Written by 12:08 uncategorized

Ücret hırsızlığı devam ediyor!

Dünyanın tüm ülkelerinde olduğu gibi Almanya’da kadınlar aynı işi yapmalarına karşın bir, iki istisna dışında bütün meslek gruplarında erkeklere göre daha düşük ücret alıyor.

Son olarak, “Equal Pay Day” (“Eşit Ücret Günü”) vesilesiyle Hans-Böckler-Vakfı (HBS) ve Devlet İstatistik Dairesi DESTATIS, kadınların elde ettikleri veya bir başka deyişle elde edemedikleri ücretlerle ilgili raporlar yayınladılar.

HBS hazırladığı rapor için 11 bin 200 kişinin internet üzerinden doldurduğu anket formlarını temel alırken, DESTATIS doğal olarak çok daha geniş bir veri tabanına sahip. Ancak bu durum raporların sonucunu değiştirmiyor; Kadınlar aynı işi yapmalarına karşın Almanya’da erkeklerden daha az ücret alıyorlar. HBS’e göre oran yüzde 21, DESTATIS’e göre ise yüzde 22.

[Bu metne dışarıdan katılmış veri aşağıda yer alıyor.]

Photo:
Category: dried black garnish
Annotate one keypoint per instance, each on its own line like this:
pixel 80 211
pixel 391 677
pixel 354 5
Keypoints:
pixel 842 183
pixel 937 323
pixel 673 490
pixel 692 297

Tabi bu rakamlar ortalamayı gösteriyor. Asıl olarak bu ortalamaya neden olan verileri incelemek gerekiyor. Bu konuda HBS daha fazla ayrıntıya yer veriyor. Meslek hayatının ilk yıllarında 25-30 yaşlarında kadınlar, erkeklere göre yüzde 13 daha az ücret alıyorlar. Yaş ilerledikçe ücret farkı da artıyor. 36-40 yaş grubunda bu oran yüzde 19’a çıkıyor. 51-55 yaş grubunda ise fark yüzde 21’e çıkıyor. 61-65 yaş grubu arasında ücret farkı yüzde 28’e çıkıyor. Kamu alanında ücret farkı yüzde 6 iken özel sektörde bu oran dört kat artarak yüzde 24’e çıkıyor. Erkeklerin ortalama brüt saat ücretleri 19,84 iken kadınların brüt saat ücretleri 15,56 Euro.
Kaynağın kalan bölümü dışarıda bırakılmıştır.